- Born: March 17, 1938 Odesa, Ukraine
- Died: May 2, 2008 (aged 70) Tartu, Estonia
- Education: University of Tartu (Ph.D.)

= Izold Pustõlnik =

Estonian astronomer

Izold Pustõlnik (Изольд Бенционович Пустыльник, Izold Bentsionovich Pustylnik; 17 March 1938 in Odesa, Ukrainian SSR – 2 May 2008 in Tartu, Estonia) was an eminent Estonian astronomer who authored numerous scientific publications and served as editor of the Central European Journal of Physics and vice-chairman of the non-profit organization Euroscience Estonia.

A native of the Ukrainian port city of Odesa (a part of the Soviet Union until 1991), Izold Pustõlnik graduated cum laude from Odesa University in 1960 and received his Ph.D. from the University of Tartu in 1969 and his D.Sc. from Saint Petersburg State University in 1994. From the age of 27 in 1965 until his death forty-three years later, he was on the staff of Tartu Observatory where, as a research associate (promoted to senior research associate in 2000), he worked on the physics of close binary systems, theory of stellar atmospheres, interstellar medium, archaeoastronomy and history of astronomy.

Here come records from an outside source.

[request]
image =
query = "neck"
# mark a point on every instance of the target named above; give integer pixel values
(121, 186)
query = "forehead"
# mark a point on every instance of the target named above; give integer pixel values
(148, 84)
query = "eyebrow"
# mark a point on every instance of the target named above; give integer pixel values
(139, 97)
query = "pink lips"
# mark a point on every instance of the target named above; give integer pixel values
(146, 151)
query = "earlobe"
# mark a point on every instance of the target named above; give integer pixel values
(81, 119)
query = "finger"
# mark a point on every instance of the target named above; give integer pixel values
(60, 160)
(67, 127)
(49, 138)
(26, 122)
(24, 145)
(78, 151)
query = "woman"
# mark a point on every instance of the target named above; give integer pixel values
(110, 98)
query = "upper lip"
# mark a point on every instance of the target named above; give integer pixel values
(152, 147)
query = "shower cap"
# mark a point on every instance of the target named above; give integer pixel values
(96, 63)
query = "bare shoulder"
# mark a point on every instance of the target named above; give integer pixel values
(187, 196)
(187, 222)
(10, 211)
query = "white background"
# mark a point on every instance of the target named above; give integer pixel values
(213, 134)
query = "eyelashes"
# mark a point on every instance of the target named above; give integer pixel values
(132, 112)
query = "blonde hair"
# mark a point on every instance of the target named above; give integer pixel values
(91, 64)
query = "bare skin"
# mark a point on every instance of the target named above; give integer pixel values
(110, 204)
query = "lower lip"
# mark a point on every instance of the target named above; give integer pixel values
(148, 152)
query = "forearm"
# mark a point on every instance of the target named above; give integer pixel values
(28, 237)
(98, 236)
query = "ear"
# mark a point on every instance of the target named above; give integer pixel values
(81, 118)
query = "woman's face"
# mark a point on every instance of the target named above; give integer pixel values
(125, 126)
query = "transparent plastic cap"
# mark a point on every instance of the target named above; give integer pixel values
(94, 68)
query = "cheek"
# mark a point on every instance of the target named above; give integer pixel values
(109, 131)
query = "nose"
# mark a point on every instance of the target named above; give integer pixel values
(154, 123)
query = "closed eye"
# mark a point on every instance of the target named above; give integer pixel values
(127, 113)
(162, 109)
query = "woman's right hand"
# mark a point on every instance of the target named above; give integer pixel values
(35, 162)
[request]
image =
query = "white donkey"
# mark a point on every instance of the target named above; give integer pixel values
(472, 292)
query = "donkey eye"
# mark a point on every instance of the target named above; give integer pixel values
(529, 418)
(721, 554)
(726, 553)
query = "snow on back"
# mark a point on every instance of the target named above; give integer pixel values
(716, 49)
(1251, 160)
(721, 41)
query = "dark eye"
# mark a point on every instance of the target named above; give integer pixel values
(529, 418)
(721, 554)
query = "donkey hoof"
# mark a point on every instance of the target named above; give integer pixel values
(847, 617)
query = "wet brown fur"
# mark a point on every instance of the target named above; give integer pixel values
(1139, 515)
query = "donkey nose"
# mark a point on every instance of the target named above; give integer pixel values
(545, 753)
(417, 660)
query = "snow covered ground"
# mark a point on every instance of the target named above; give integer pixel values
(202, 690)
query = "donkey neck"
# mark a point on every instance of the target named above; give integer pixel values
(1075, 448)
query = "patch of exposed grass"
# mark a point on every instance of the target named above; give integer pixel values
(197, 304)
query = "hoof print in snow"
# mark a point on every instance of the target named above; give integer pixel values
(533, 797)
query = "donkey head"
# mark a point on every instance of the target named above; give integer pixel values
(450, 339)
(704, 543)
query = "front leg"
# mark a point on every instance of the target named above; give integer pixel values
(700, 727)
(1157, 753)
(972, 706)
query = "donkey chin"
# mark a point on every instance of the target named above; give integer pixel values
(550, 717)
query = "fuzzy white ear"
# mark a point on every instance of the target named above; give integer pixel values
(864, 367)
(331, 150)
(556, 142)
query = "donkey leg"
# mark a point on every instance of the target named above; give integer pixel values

He was also a member of the International Astronomical Union, European Astronomical Society, Euroscience, Society for European Astronomy in Culture (SEAC) and served on the board of Euro-Asian Astronomical Society and the advisory board of Astronomical and Astrophysical Transactions.

Izold Pustõlnik died in Tartu eight weeks after his 70th birthday. In 2011 asteroid 11832 (1984 SC6) discovered by Belgian astronomer Henri Debehogne on September 21, 1984 was named after Izold Pustõlnik.

Finally, Izold Pustõlnik is related to Galina Pustylnik, Stan Pustylnik, Irina Pustylnik, Miriam Pustylnik, David Pustylnik, Esther Pustylnik, Olga Farber, Adi Farber, and Noa Farber.